逆に言うと,なんとなくで書き上げた卒論には全く意味がないことを知っておいてほしい.あなたがなあなあで過ごした1年間が詰まった論文なんて全くの無価値だし,教授も興味を示さない.質疑応答なんて教授の流し作業と化すでしょう.

 

1年間を無駄に過ごす意味を改めて考えてほしい.

そして学生時代の『本当に』貴重な1年間を無駄な文章を書く作業に費やさないためにも,これから取り組むであろう卒論には自分にとって価値がある,やってて楽しい,実力がつくものを題材に取り扱うべきだと僕は思う.

下手な卒論なんて書くな.それに払う時間の価値と教授・友人の評価を考えてくれ.

 

ぜひとも卒論で「学生をやり切った感」を味わってほしい

色々書いたけど,大学生活において最も重要なことは自分でやることが選べて成長ができることだと思っている.

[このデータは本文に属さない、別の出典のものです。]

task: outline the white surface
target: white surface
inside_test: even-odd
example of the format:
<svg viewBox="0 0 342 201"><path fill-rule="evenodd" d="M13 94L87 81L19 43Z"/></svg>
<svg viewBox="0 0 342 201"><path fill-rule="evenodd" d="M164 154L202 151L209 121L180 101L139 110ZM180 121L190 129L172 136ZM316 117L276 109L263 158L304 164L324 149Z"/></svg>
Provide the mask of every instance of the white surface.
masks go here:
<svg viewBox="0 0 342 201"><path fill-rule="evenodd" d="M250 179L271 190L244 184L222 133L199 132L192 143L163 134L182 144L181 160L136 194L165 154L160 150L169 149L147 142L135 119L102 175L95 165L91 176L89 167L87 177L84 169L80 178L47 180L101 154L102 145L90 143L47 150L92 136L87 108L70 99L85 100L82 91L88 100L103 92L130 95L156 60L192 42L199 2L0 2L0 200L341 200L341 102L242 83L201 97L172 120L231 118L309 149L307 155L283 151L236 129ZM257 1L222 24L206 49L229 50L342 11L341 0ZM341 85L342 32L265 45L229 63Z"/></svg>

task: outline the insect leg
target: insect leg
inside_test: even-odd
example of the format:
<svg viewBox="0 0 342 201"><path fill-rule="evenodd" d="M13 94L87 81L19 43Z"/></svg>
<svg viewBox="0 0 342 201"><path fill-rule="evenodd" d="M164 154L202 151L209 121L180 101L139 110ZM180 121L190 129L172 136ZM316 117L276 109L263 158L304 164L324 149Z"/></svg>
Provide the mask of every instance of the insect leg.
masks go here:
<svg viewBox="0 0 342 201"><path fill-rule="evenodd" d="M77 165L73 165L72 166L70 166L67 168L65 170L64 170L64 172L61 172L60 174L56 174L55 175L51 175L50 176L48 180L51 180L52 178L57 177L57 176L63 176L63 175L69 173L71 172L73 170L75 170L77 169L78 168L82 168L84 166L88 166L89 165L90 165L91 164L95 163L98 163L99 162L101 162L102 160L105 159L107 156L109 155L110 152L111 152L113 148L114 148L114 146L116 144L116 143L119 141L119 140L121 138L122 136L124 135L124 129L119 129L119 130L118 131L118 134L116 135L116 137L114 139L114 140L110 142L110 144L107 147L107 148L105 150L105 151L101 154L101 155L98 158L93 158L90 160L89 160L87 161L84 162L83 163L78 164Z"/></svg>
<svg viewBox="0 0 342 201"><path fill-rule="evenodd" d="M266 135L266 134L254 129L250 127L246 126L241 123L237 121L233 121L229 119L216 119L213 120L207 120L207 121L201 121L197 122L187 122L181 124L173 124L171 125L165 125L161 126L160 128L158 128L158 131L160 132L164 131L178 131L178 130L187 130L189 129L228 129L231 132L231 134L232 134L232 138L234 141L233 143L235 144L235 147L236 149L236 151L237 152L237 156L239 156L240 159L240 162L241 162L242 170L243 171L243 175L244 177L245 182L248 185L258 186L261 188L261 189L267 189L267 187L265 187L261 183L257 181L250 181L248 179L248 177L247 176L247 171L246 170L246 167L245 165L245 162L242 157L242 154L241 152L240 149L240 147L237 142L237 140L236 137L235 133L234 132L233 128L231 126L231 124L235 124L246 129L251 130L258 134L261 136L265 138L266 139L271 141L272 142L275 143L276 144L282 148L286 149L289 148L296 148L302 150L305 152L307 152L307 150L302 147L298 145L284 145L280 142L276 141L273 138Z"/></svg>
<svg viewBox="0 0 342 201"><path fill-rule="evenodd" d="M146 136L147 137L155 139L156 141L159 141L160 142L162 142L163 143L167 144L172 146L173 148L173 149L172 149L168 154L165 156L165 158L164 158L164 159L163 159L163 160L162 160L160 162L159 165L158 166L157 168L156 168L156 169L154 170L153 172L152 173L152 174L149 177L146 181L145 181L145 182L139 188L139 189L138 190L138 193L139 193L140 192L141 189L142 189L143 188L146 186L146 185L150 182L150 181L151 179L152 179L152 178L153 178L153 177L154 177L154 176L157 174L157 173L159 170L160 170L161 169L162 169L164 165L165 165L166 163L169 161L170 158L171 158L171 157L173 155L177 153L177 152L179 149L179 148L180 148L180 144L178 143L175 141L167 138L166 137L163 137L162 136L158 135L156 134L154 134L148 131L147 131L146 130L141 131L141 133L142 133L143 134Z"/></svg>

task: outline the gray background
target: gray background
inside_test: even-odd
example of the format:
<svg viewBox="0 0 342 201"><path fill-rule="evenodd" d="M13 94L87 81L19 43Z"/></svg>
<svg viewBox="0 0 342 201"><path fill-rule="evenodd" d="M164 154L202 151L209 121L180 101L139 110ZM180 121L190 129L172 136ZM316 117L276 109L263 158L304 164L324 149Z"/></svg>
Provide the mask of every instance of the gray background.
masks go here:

学ぶなり遊ぶなりで日々成長する大学生.その誰もが最終的にやることになるのが卒業論文.

 

学び・遊んできた4年間の結果をまとめる作業です.本気でやらずに何をやるんだ.

これをやり切ったとき,本当にブワッ…と.語彙力がなく月並みな言葉で申し訳ないが,スッッッキリする.

帰り道に景色が広がる.「ああ,俺は学生やり切ったんだな」と帰路で思う.

自分の力だけでイチから立てた長期プロジェクトをやり遂げる達成感は卒論だけです.間違いなくこの先の何にも代えがたい経験となる.

 

社会人になったら毎日当たり前のように何かのプロジェクトに携わり,それをこなすでしょう.そこでしばらく働くうちに気づく訳です.

「俺は学生時代こんなに大変なことを1人でやったんだ!」

 

誰がどう思おうとも自分の自信になるはず.大学時代,一度くらいは必死になってみないか.

 

同窓会のたびに「あいつの研究,すごかったな.俺は…」と物思いにふけるのか.それとも「4年生は忙しかったけど,本当に楽しかったよな」と笑い合うのか.

 

最後に決めるのはあなたです.お好きな道を選んでください.

ただ,卒論に必死に取り組んで損をすることは1つもない.いっちょ,やってみよう.